How can we really see?

What if we could look at the world and really see it? I mean seeing it through the eyes of imagining. I hope that in reading these posts, the eyes of your mind will open and let you see more, feel more, and think more about the world.

Saturday, January 4, 2014

Are you feeling SAD for the holidays?

Winter comes, and so do the holidays. Thanksgiving, Christmas, New Years, Valentine's Day and St. Patrick's Day. All of them involve eating or consumption of alcohol in some manner. They can leave people feeling stressed, depressed and fat. But is it all their fault? Could it be that those symptoms aren't due to holiday madness, but to an actual chemical imbalance going on in the brain?
Do you find yourself growing more withdrawn, depressed or apathetic as winter waxes onward? Is your energy level lower than it was during the summer? Have you gained weight steadily over the winter, and not just immediately after holiday meals? Then you may be suffering from SAD or Seasonal Affective Disorder.

What is SAD?

SAD is a seasonal form of clinical depression. It has the same symptoms as clinical depression, but it usually lasts only for the winter season. Unfortunately, it can sometimes develop into full-blown depression.

How can you tell if you are experiencing depression?

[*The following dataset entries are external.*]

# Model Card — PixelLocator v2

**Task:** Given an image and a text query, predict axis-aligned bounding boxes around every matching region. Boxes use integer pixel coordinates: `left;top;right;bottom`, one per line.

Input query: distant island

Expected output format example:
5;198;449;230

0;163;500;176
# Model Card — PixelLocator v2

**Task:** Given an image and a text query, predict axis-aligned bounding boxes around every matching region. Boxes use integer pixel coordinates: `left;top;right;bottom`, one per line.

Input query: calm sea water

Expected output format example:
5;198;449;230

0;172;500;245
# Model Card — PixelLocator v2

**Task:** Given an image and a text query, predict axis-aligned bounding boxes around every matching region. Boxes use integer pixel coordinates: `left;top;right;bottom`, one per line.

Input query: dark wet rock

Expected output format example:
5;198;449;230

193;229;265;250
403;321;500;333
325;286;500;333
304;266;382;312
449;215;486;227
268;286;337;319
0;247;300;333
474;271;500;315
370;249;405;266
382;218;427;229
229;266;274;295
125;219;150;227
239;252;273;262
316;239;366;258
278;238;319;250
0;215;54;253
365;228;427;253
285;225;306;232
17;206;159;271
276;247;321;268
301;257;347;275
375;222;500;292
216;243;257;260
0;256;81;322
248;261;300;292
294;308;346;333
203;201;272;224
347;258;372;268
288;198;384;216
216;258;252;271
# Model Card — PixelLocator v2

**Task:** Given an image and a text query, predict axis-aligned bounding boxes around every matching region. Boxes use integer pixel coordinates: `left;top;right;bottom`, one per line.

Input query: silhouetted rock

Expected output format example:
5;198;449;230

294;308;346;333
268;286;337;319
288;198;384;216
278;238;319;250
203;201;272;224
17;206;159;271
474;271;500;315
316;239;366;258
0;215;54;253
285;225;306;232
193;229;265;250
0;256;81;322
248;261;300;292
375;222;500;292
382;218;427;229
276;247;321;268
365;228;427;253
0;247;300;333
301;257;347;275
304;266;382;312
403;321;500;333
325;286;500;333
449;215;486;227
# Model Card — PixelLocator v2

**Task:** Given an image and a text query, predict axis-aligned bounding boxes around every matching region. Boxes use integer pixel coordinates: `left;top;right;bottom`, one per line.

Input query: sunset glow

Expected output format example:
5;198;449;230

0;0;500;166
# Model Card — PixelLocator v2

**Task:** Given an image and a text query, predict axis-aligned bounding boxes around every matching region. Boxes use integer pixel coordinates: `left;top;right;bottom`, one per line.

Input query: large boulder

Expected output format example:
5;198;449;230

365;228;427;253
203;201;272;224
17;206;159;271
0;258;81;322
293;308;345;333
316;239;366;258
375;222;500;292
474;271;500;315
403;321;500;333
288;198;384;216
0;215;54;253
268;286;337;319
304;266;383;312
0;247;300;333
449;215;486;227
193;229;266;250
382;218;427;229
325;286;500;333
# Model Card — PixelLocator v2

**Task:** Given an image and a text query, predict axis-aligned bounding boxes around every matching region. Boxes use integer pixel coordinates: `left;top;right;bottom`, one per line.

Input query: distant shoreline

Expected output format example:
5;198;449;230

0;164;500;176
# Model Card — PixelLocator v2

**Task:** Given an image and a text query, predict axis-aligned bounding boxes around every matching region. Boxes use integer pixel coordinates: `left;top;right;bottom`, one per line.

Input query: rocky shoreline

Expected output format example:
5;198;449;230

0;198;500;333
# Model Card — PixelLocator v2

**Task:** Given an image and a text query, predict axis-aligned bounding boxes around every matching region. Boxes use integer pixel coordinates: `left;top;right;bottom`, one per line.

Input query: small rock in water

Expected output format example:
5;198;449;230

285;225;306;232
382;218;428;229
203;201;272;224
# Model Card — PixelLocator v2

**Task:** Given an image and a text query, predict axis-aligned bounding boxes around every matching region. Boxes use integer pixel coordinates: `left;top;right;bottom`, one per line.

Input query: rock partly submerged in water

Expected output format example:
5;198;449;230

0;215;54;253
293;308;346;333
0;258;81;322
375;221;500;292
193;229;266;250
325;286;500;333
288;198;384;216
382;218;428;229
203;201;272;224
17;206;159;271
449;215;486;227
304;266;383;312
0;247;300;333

You will feel hopeless, apathetic and tired. Loss of concentration and interest in normal activities is also a good indicator. If you find yourself withdrawing from social situations or making excuses to stay home alone, you may be experiencing SAD. Another good indicator is an increase in eating and weight gain not directly linked to a holiday you celebrate. 
People often make excuses for themselves, saying that they have spent a lot of time out of their homes already today, and deserve to stay home and relax. Sometimes they decide that eating one more cookie won't hurt, because they worked so hard to prepare that meal. Or it's snowy outside, and why should they leave their nice comfy houses? This is okay, usually. If it becomes a pattern, and you find yourself leaving home less and less often, it may be developing into seasonal depression.

How can it be treated?

Like most depression, drugs and therapy can help, but unlike normal depression you are more often capable of treating this yourself by following these simple steps:
Sleep seven to ten hours every night. Sleep just enough to feel well-rested, but not excessively. Excessive sleeping is feeding into the depression, not helping you cure yourself of it.
Eat a steady, balanced diet. This can be difficult over the holidays, but just making sure you're getting enough fruits and vegetables can make a huge difference. Foods high in Vitamin D are extremely helpful, as SAD is partially caused by a lack of the sunlight that helps you produce it yourself. Keeping your leafy greens and veggies coming in will help you maintain healthy levels of nutrients and vitamins. Keep this in mind as you go back for another serving, and plop some more spinach or carrots on your plate.
Another great way of treating yourself at home is to get a light box and do light therapy.Light boxes of an adequate emission level are available online at Amazon, or from other stores for less than $100. Do some research, you might be able to find them for a very good price at a store near you. The light box should start making a serious dent in that depression within three to four weeks. If it isn't working for you, go seek a professional.
Finally, meditation is a great way of decreasing your stress and treating depression. Cognitive meditation especially can help improve mood and memory problems as it helps your amygdala.

Good luck this winter. Keep yourself healthy in mind, body, and spirit.